The reason not to go full-on cryptographic is simply that the alternatives are faster and have more features. A list of some of the cool stuff PCG has is on the front-page, but here goes:
It's extremely fast, pretty much the best non-cryptographic RNG out there distribution wise, of those tested, and a tiny dependency. The RNG is reproducible and supports multiple streams, including streams dependent on the address space. This also allows emulating Haskell's RNG splitting (where one RNG creates two new independent ones), which is neat if you don't want to share state between multiple parts of your program but still want global reproducibility, or even if you're just a functional programmer. You can skip it backwards and forwards, which is little used but a ton of help when you do want it. Each instantiated RNG is a few bytes big. Something like the Mersenne Twister is a bad thing to instantiate wildly, especially on memory-constrained systems. Not a massive issue, but it's still silly any RNG fails at this. Last but certainly not least, it's a tiny dependency.
So basically the only normal engineering reason to use PCG is if you need deterministic insecure random numbers: in other words, for simulations and testing code.
It is hard to imagine another scenario in which using an insecure RNG is good engineering. Secure RNGs are somewhat costlier than fast insecure RNGs, but it is very hard to predict which incidental random numbers won't ever need to be secure.

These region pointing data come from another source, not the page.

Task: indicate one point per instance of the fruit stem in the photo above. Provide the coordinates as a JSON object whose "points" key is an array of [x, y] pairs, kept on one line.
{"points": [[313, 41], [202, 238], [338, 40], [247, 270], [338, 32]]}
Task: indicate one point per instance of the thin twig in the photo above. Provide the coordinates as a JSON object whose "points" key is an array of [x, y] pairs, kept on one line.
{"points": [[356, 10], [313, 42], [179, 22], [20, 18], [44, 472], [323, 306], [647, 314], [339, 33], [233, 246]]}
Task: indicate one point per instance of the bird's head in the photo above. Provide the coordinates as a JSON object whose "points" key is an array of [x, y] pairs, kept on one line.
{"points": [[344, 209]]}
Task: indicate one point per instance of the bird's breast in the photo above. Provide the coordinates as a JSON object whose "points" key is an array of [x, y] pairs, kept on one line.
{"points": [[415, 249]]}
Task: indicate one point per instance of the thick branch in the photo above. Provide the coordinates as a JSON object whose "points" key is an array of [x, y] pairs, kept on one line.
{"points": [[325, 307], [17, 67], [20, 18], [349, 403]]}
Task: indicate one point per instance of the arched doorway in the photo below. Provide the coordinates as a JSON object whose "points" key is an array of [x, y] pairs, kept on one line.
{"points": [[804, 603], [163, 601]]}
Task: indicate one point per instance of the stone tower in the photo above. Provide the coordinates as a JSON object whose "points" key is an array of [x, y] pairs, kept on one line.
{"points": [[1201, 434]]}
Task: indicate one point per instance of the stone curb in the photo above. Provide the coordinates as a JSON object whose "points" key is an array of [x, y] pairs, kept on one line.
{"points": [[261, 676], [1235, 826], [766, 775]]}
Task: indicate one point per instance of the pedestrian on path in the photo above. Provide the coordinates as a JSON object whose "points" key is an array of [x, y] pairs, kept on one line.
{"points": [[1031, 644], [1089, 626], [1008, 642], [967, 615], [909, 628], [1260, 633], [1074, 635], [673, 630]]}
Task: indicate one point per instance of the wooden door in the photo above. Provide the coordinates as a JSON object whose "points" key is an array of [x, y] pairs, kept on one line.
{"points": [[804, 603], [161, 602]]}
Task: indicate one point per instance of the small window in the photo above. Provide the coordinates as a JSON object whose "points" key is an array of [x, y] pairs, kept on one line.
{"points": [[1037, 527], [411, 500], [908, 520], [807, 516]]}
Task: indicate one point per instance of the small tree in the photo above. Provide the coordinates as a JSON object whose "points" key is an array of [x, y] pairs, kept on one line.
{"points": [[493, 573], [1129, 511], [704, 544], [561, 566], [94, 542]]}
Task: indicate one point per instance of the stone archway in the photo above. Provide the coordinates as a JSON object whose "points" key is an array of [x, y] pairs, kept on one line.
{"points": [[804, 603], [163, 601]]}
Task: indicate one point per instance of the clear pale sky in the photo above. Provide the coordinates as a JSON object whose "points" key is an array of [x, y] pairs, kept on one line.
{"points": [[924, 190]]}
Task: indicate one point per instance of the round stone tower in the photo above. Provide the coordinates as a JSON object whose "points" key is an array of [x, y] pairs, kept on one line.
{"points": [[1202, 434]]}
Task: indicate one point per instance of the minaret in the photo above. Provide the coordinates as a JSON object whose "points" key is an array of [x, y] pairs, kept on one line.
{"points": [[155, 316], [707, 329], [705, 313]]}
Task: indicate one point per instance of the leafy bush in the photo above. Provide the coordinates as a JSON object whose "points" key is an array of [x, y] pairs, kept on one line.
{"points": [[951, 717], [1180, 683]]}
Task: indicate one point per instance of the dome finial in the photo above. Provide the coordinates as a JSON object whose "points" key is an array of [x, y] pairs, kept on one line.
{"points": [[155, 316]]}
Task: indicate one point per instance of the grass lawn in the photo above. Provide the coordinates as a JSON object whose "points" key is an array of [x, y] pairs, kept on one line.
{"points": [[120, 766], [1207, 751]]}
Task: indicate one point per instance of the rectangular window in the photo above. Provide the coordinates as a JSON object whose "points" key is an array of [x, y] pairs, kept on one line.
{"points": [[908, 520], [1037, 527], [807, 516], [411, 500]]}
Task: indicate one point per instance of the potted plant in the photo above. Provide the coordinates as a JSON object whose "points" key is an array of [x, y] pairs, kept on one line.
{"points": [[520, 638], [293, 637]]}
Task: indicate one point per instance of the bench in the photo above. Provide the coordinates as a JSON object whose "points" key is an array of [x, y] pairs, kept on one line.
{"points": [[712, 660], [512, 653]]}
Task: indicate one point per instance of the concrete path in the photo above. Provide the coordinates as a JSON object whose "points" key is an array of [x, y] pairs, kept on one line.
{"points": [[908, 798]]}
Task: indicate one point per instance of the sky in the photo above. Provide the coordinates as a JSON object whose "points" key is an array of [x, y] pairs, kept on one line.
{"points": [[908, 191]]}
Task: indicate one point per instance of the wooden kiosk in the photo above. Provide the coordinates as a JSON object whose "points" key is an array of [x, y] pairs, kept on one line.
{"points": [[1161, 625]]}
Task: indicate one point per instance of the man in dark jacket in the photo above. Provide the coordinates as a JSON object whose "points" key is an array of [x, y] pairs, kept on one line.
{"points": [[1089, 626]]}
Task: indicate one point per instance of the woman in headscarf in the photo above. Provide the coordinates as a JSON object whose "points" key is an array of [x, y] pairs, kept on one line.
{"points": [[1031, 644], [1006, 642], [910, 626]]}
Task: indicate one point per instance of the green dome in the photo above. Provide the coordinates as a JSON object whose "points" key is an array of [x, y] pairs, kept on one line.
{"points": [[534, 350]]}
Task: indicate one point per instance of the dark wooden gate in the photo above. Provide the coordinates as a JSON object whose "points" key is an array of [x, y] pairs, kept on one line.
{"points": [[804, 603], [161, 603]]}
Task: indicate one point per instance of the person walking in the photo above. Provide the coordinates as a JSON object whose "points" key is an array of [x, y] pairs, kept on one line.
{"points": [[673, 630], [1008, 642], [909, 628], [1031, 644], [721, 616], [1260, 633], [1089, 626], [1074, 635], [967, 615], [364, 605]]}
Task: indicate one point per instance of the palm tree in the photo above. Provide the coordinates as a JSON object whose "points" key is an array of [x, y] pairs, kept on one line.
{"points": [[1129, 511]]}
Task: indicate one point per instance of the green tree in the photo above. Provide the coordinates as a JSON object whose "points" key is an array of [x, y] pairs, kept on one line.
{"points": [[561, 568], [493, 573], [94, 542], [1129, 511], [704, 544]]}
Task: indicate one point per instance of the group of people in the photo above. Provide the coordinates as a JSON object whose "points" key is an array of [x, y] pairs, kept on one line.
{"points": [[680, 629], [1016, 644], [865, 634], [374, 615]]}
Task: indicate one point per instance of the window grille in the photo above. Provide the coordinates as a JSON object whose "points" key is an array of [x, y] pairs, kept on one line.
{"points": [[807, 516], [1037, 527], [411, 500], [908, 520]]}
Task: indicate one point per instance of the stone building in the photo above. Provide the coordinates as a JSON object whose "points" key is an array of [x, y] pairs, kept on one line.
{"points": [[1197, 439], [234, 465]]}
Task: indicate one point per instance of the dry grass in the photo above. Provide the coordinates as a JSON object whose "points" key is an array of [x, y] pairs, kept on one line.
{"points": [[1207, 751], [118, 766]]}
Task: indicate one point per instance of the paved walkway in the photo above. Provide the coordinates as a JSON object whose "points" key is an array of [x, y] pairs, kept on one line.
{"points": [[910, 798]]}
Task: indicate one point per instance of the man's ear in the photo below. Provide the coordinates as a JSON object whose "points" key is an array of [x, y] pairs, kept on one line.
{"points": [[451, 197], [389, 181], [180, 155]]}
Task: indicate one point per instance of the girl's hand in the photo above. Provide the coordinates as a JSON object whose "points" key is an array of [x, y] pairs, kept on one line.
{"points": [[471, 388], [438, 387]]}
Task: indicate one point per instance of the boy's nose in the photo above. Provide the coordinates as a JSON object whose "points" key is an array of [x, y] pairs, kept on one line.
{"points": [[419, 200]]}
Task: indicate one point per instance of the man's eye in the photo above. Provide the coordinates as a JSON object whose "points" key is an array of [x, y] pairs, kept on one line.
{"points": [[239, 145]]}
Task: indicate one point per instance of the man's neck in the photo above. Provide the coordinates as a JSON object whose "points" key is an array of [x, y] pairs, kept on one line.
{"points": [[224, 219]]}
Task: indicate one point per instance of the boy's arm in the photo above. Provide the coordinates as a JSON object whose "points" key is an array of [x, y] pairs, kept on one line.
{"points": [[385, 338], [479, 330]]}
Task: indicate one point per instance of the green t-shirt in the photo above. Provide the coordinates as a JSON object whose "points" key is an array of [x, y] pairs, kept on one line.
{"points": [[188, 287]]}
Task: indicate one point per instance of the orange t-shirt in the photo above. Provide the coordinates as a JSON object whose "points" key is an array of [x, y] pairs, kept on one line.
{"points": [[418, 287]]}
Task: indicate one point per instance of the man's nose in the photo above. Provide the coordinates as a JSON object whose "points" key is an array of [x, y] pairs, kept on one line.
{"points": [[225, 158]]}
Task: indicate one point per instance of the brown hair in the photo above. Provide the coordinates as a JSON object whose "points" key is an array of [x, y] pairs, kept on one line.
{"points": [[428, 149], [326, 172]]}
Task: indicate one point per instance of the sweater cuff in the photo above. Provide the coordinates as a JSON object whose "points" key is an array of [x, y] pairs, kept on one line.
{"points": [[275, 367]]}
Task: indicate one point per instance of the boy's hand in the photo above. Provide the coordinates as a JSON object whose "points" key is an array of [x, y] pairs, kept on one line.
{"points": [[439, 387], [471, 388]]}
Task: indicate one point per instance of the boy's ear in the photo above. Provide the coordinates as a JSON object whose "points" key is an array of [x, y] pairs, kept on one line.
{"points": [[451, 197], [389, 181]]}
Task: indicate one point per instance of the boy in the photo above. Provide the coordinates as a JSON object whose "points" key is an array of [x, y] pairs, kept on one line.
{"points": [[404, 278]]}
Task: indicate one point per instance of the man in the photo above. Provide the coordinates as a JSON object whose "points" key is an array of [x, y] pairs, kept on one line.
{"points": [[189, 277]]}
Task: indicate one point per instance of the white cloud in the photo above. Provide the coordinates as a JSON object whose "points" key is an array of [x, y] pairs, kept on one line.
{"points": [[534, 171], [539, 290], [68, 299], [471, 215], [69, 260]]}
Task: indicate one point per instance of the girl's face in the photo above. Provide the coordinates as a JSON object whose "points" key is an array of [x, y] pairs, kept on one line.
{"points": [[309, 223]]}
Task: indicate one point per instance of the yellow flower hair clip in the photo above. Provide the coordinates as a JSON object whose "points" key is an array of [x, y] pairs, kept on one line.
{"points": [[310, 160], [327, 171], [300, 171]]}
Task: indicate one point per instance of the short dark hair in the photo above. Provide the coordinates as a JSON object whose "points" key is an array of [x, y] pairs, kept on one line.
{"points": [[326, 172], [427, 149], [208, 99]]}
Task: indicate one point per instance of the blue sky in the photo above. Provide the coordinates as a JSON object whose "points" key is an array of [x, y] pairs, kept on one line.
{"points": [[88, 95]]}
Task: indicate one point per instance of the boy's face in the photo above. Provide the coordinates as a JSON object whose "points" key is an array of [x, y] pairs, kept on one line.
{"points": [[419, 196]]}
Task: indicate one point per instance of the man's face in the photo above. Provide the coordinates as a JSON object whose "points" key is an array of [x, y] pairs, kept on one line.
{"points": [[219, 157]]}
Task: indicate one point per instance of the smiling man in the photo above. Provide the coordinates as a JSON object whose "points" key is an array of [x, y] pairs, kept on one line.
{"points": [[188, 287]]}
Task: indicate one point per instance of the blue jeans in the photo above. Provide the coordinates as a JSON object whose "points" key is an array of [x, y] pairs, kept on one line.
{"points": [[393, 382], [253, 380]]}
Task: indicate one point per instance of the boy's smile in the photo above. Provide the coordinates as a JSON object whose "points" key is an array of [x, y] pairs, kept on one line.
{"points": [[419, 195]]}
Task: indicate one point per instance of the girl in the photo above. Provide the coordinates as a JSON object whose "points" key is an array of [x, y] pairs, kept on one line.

(I would generally take anything 'pbsd says about RNGs to the bank.)
If you're fine with a cryptographic RNG, then definitely. I'd even agree that cryptographic RNGs should be default. Rust made the right choice here.
But look at C++'s new RNG library. Go's random library. People don't want to give up the lightweight, fast defaults they have. Even Rust's canonical random library has an XorShiftRng. These are what PCG is competing with, and replacing all those weak RNGs with PGC RNGs would make them all much better.
Only cryptographers care about "unpredictability." Outside of cryptography, the interesting properties of a PRNG are speed, period length, and state size.
But a good CSPRNG has excellent statistical properties. So if you make "unpredictability" a requirement, their slow PRNG becomes very attractive. In other words, they made up a problem for their solution.
If you need a statistical PRNG, use a statistical PRNG. (The best are xorshift1024* and xorshift128+.) If you need a CSPRNG, use a CSPRNG.
An interesting case would be something like hash flooding prevention. The cost of a full CSPRNG is probably not worth it--no security is broken if we lose the secrecy of one generated seed--but at the same time we want something that is at least nontrivial for an attacker to predict.
I agree that most cases you either don't care at all or need a real CSPRNG.
I agree that it's a marginal gain here, but Thomas asked for a case where predictability of "more difficult than a LCG or Mersenne Twister, but not infeasible under crypto assumptions" would have value. This would be an example.